An animal usually living in the vicinity of Man, and having a rudimentary susceptibility to domestication. It is credited by many of the elder zoölogists with a certain vestigial docility acquired in a former state of seclusion, but naturalists of the postsusananthony period, having no knowledge of the seclusion, deny the virtue and declare that such as creation's dawn beheld, it roareth now. The species is the most widely distributed of all beasts of prey, infesting all habitable parts of the globe, from Greenland's spicy mountains to India's moral strand. The popular name (wolf-man) is incorrect, for the creature is of the cat kind. The woman is lithe and graceful in its movements, especially the American variety (felis pugnans), is omnivorous and can be taught not to talk.
Balthasar Pober

Thus equipped here is the Abstract of the study (Pdf here):
Do single women avoid career-enhancing actions because these actions could signal personality traits (like ambition) that are undesirable in the marriage market?

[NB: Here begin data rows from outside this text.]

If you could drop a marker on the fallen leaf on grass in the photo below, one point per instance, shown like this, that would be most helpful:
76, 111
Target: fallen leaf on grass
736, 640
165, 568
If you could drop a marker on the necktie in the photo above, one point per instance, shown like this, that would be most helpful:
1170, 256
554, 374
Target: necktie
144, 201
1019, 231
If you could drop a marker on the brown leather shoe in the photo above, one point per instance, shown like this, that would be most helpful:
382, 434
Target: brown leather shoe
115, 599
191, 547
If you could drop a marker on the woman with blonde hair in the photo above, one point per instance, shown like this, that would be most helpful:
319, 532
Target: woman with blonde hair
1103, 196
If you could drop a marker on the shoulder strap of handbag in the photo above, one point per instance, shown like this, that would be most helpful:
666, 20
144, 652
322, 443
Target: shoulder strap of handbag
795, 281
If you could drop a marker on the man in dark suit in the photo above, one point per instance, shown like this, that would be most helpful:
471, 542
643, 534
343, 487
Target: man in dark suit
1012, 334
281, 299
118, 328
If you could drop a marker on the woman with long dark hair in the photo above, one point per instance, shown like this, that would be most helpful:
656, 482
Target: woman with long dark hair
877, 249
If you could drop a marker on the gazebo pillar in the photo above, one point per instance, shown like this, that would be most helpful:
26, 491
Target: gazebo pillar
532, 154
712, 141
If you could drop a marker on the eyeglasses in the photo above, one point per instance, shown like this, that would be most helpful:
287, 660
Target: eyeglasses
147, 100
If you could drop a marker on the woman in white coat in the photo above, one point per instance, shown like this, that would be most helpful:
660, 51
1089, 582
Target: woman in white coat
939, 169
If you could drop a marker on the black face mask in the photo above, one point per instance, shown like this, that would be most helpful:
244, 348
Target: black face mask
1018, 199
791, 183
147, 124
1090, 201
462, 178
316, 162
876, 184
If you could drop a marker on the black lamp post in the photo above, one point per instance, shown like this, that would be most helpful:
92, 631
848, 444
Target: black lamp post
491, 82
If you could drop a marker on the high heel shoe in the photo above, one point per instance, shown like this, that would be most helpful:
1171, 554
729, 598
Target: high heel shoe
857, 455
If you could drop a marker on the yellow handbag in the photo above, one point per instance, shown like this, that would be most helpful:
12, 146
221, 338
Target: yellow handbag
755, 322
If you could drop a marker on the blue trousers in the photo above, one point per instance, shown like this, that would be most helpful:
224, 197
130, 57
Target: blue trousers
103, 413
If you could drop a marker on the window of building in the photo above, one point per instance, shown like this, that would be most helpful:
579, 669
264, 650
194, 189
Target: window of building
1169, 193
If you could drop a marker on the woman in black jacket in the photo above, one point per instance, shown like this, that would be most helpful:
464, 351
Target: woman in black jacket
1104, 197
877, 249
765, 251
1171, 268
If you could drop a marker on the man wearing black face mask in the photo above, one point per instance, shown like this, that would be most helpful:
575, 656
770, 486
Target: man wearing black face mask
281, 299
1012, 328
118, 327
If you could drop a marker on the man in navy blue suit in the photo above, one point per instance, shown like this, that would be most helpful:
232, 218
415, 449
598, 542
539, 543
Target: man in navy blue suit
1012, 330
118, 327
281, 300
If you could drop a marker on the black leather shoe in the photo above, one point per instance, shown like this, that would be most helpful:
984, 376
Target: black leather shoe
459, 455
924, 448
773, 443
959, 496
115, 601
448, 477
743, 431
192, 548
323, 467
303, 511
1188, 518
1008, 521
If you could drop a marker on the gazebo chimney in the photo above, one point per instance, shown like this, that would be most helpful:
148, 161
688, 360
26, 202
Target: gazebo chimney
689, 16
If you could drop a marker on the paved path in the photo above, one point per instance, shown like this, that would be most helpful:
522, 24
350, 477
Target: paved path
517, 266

We answer this question through two field experiments in an elite U.S. MBA program. Newly-admitted MBA students filled out a questionnaire on job preferences and personality traits to be used by the career center in internship placement; randomly selected students thought their answers would be shared with classmates. When they believed their classmates would not see their responses, single and non-single women answered similarly. However, single women reported desired salaries $18,000 lower and being willing to travel seven fewer days per month and work four fewer hours per week when they expected classmates would see their answers. They also reported less professional ambition and tendency for leadership. Neither men nor non-single women changed their answers in response to peer observability. A supplementary experiment asked students to make choices over hypothetical jobs before discussing their choices in their career class small groups; we randomly varied the groups’ gender composition. Single women were much less likely to select career-focused jobs when their answers would be shared with male peers, especially single ones. Two results from observational data support our experimental results. First, in a new survey, almost three-quarters of single female students reported avoiding activities they thought would help their career because they did not want to appear ambitious. They eschewed these activities at higher rates than did men and non-single women. Second, while unmarried women perform similarly to married women in class when their performance is kept private from classmates (on exams and problem sets), they have lower participation grades.